Au Moyen Âge, les fabricants d’automates risquaient le bûcher
Ce n’était certes qu’une humble servante. Mais elle était sacrément efficace. Dès qu’un convive lui présentait sa coupe, cette zélée domestique s’empressait de la remplir de vin, coupé d’eau. Philon de Bysance n’était pas peu fier de cet automate qu’il avait fabriqué… au IIIe siècle avant J.-C. ! Un robot chez les Grecs ? Eh oui, et il y en aurait même eu d’autres avant cet antique “droïde” !

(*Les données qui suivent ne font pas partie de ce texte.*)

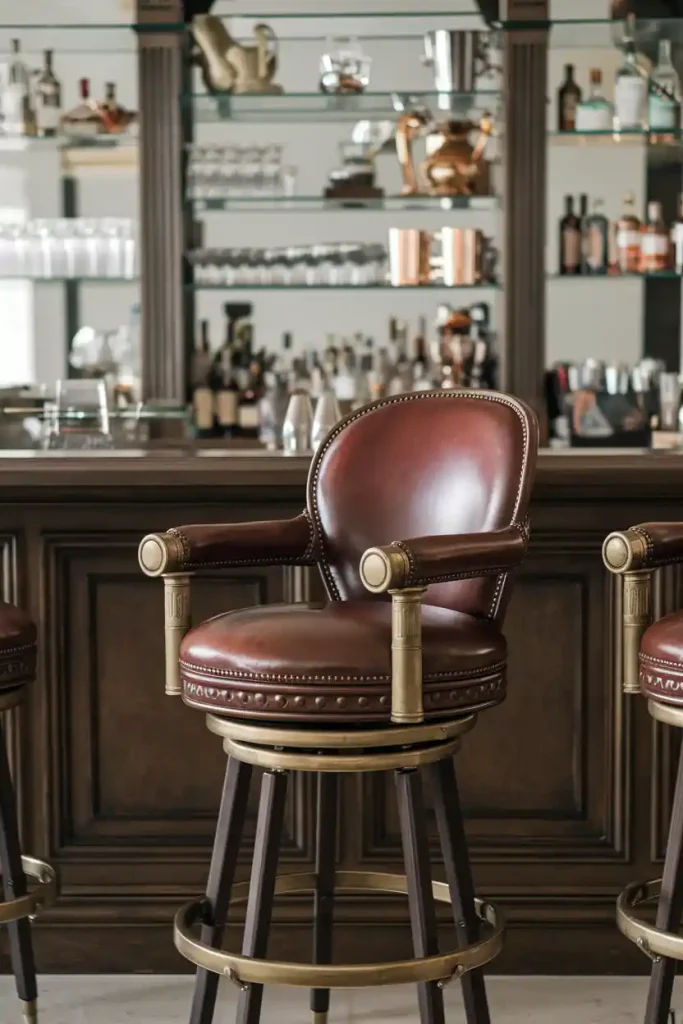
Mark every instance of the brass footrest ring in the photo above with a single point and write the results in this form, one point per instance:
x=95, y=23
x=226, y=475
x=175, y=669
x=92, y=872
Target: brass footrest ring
x=264, y=757
x=43, y=894
x=246, y=970
x=652, y=941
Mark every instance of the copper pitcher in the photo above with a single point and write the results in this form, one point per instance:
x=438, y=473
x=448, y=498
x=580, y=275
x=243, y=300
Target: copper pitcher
x=457, y=167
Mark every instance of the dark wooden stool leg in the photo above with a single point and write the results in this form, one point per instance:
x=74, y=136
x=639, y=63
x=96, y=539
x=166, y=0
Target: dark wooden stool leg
x=221, y=876
x=459, y=876
x=423, y=916
x=670, y=910
x=262, y=886
x=13, y=879
x=326, y=849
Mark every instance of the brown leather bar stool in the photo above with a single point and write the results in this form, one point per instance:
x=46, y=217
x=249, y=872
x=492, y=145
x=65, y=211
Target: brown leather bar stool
x=652, y=665
x=364, y=683
x=17, y=668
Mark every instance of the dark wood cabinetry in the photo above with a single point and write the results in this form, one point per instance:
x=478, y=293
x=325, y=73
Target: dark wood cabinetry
x=566, y=785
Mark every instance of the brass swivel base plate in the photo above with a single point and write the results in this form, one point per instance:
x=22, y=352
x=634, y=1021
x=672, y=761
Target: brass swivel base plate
x=245, y=970
x=654, y=942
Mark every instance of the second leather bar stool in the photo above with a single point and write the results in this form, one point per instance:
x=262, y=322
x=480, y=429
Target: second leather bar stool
x=388, y=676
x=17, y=670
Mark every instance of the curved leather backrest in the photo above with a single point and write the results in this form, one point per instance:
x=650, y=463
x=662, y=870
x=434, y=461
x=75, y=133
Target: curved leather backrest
x=418, y=465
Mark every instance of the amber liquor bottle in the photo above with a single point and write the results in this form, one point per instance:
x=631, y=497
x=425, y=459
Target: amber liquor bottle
x=568, y=98
x=570, y=247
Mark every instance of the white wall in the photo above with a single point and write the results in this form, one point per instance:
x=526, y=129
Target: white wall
x=584, y=317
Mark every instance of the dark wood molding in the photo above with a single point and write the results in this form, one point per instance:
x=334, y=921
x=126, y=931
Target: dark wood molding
x=161, y=48
x=525, y=61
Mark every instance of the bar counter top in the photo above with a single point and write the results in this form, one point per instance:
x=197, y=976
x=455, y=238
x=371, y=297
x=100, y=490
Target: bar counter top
x=119, y=785
x=596, y=471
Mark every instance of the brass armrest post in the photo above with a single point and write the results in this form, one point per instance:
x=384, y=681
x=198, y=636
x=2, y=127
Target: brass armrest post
x=159, y=553
x=407, y=708
x=383, y=570
x=623, y=554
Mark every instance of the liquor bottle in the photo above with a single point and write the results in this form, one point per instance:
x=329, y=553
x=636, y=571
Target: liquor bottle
x=628, y=238
x=569, y=240
x=654, y=242
x=48, y=99
x=203, y=397
x=85, y=119
x=116, y=117
x=568, y=97
x=18, y=116
x=595, y=113
x=596, y=240
x=227, y=394
x=677, y=238
x=630, y=86
x=664, y=100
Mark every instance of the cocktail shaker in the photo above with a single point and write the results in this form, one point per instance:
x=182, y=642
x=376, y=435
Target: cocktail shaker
x=298, y=421
x=327, y=416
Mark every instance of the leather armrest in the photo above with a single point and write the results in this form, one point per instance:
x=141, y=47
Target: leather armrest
x=184, y=549
x=645, y=547
x=426, y=560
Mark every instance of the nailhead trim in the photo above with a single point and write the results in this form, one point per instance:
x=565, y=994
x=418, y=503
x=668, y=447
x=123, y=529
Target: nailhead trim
x=414, y=396
x=198, y=694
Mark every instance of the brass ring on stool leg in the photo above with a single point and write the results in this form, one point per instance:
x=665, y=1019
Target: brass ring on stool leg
x=652, y=941
x=335, y=737
x=249, y=970
x=44, y=893
x=264, y=757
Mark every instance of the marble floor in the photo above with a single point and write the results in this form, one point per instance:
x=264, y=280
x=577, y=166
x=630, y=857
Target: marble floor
x=161, y=999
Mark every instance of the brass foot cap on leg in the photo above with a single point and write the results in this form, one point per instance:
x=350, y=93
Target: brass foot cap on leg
x=30, y=1012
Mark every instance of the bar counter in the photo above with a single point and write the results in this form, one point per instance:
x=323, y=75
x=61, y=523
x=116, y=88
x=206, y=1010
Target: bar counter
x=567, y=784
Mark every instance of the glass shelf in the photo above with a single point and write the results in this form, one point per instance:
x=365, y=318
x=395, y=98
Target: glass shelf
x=315, y=107
x=659, y=275
x=567, y=33
x=340, y=288
x=78, y=281
x=282, y=204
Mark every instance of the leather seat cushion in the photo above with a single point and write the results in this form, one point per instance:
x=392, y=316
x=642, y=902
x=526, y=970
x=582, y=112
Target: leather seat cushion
x=333, y=663
x=17, y=646
x=662, y=659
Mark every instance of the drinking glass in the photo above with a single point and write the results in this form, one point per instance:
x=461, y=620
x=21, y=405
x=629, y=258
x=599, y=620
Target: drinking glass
x=79, y=419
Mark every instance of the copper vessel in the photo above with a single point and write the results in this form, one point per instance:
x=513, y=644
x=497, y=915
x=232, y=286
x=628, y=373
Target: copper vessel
x=457, y=167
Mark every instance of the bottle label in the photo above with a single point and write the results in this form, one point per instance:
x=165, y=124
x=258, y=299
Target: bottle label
x=594, y=117
x=204, y=409
x=596, y=248
x=663, y=113
x=47, y=117
x=570, y=249
x=653, y=245
x=248, y=417
x=629, y=100
x=226, y=409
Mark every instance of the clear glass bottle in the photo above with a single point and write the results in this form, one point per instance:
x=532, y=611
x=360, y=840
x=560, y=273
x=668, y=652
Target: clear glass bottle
x=595, y=113
x=654, y=242
x=664, y=100
x=48, y=99
x=630, y=86
x=628, y=238
x=596, y=240
x=18, y=116
x=85, y=119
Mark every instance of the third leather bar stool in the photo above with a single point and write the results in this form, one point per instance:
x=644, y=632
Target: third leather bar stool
x=387, y=676
x=652, y=665
x=17, y=669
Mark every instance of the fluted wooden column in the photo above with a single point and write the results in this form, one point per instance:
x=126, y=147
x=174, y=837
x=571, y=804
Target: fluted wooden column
x=525, y=64
x=161, y=79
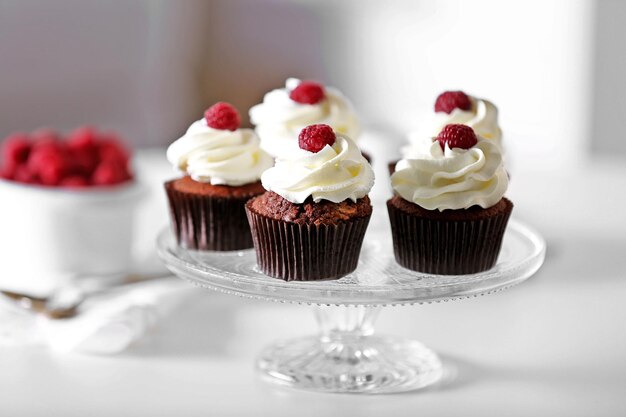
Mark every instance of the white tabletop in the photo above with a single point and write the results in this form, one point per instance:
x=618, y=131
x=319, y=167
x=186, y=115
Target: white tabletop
x=553, y=346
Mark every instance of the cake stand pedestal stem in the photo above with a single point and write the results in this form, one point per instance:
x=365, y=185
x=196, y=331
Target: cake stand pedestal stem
x=348, y=357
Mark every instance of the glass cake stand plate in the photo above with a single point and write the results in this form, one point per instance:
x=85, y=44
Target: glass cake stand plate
x=347, y=356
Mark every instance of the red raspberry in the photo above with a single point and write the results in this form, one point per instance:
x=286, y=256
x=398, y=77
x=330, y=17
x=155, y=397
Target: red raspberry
x=313, y=138
x=15, y=149
x=450, y=100
x=8, y=172
x=457, y=136
x=308, y=92
x=83, y=148
x=109, y=173
x=24, y=175
x=74, y=181
x=222, y=116
x=48, y=160
x=110, y=148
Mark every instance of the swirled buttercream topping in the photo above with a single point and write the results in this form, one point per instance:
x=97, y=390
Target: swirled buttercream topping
x=453, y=178
x=279, y=119
x=220, y=157
x=335, y=173
x=482, y=117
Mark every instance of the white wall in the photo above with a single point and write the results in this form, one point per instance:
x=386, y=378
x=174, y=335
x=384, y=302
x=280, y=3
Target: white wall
x=532, y=58
x=148, y=68
x=133, y=66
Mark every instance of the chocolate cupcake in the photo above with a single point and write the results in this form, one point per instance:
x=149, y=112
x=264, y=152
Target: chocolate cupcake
x=311, y=223
x=449, y=213
x=222, y=165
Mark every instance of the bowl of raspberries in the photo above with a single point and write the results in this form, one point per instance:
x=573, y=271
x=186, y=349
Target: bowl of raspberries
x=68, y=206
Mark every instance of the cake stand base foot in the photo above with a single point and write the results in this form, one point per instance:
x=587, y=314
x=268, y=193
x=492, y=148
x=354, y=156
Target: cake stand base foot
x=350, y=364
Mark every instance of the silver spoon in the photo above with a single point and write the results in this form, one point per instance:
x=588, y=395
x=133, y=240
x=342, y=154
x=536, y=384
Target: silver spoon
x=64, y=302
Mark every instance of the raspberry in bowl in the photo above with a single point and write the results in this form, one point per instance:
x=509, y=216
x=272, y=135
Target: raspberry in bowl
x=67, y=208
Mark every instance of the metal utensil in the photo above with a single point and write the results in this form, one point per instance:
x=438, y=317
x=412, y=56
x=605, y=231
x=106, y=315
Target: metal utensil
x=64, y=302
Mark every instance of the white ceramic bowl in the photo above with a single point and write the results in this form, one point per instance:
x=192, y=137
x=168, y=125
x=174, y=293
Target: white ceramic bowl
x=51, y=236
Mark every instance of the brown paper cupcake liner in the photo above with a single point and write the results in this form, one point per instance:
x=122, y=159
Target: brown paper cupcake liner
x=447, y=247
x=300, y=252
x=202, y=222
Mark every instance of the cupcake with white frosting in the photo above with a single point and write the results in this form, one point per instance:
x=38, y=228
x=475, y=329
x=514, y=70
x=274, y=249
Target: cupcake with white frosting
x=456, y=107
x=310, y=223
x=449, y=213
x=221, y=166
x=284, y=112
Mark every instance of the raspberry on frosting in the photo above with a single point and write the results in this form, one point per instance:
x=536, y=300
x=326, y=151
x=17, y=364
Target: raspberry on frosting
x=457, y=136
x=308, y=92
x=222, y=116
x=313, y=138
x=450, y=100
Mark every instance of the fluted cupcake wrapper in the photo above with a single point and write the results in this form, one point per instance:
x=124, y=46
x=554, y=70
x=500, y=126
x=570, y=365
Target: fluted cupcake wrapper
x=447, y=247
x=204, y=222
x=298, y=252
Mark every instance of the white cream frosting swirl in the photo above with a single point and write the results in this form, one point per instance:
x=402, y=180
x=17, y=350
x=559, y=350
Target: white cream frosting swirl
x=482, y=117
x=279, y=119
x=335, y=173
x=221, y=157
x=453, y=178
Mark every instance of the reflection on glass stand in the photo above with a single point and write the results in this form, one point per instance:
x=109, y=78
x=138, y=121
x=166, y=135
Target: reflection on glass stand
x=347, y=356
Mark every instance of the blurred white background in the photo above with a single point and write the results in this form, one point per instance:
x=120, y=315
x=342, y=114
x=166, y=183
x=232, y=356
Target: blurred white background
x=147, y=68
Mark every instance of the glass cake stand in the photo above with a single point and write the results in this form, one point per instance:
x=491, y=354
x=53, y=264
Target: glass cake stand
x=347, y=356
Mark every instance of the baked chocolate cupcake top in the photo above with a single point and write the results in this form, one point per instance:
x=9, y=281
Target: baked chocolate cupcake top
x=460, y=170
x=327, y=166
x=216, y=151
x=284, y=112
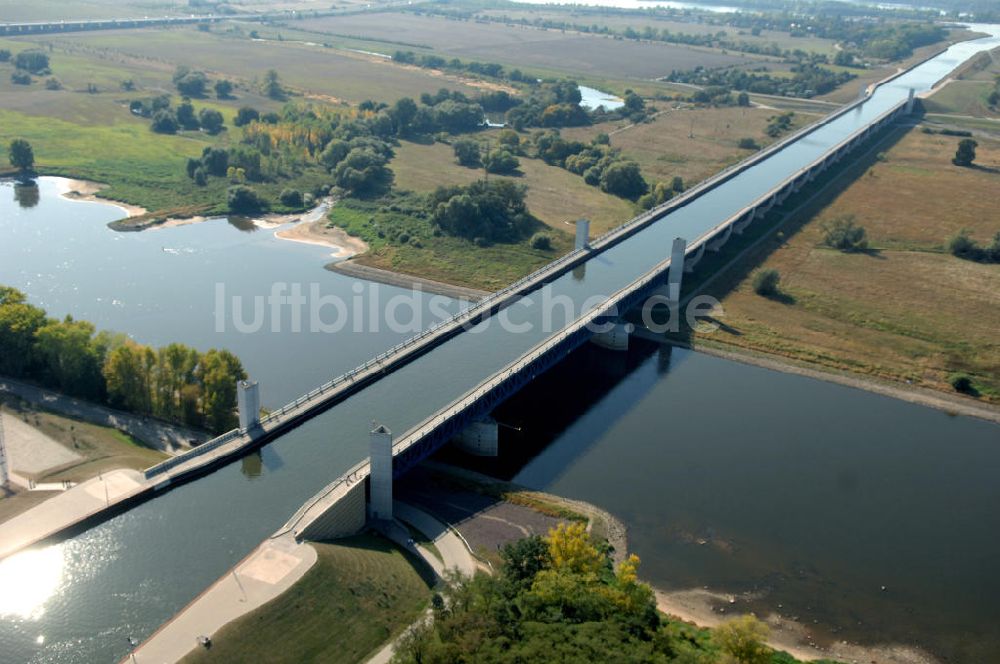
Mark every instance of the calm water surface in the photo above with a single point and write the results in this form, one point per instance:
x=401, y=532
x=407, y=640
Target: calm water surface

“Un siècle plus tôt, le pythagoricien Archytas de Tarente, grand ami de Platon, avait conçu une colombe de bois”,
révèlent Agnès Guillot et Jean Arcady-Meyer dans leur ouvrage La bionique–Quand la science imite la nature (éditions Dunod). Cet ancêtre de nos drones était capable de voler une centaine de mètres grâce à des jets d’air comprimé expulsés par une vessie d’animal placée à l’intérieur de l’oiseau factice. On pourrait remonter plus loin encore. “Dans l’Égypte antique, dès 800 avant J.-C., une statue du dieu Amon bougeait son bras pour désigner le nouveau pharaon”,
note Jean-Claude Heudin dans son essai intitulé
Les créatures artificielles–Des automates aux mondes virtuels, édité par Odile Jacob.
Cordes et poulies.
À l’époque, c’est la religion qui motive la conception de ces drôles de machines. Reposant souvent sur un ingénieux assemblage de cordes et de poulies, leurs mécanismes dissimulés dans des statues servaient aux oracles pour mettre en scène des manifestations divines afin d’accroître leur emprise sur le peuple. Malgré tout, ces appareils nécessitaient encore une intervention humaine. Il fallut tout le génie de Ctésibios d’Alexandrie, un Grec qui précéda de quelques années Philon de Bysance, pour les rendre autonomes. Passionné d’hydraulique et de mécanique, ce fils de forgeron se fit la main en inventant une horloge à eau si précise que son cadran faisait exactement un tour par année solaire. Les travaux de Ctésibios furent compilés quatre siècles plus tard par un autre Grec, Héron d’Alexandrie. Il dressa, entre autres, les plans d’un distributeur d’eau automatique – et payant – destiné aux libations, avant de rédiger un traité consacré à la réalisation d’automates. Les Arabes furent les premiers à appliquer ses principes, qui exploitent notamment la force élastique et motrice des gaz sous l’effet de la chaleur et de la pression. À Bagdad, vers 800, les jardins du calife Harun al-Rachid étaient peuplés d’oiseaux et de créatures mécaniques se promenant dans la verdure.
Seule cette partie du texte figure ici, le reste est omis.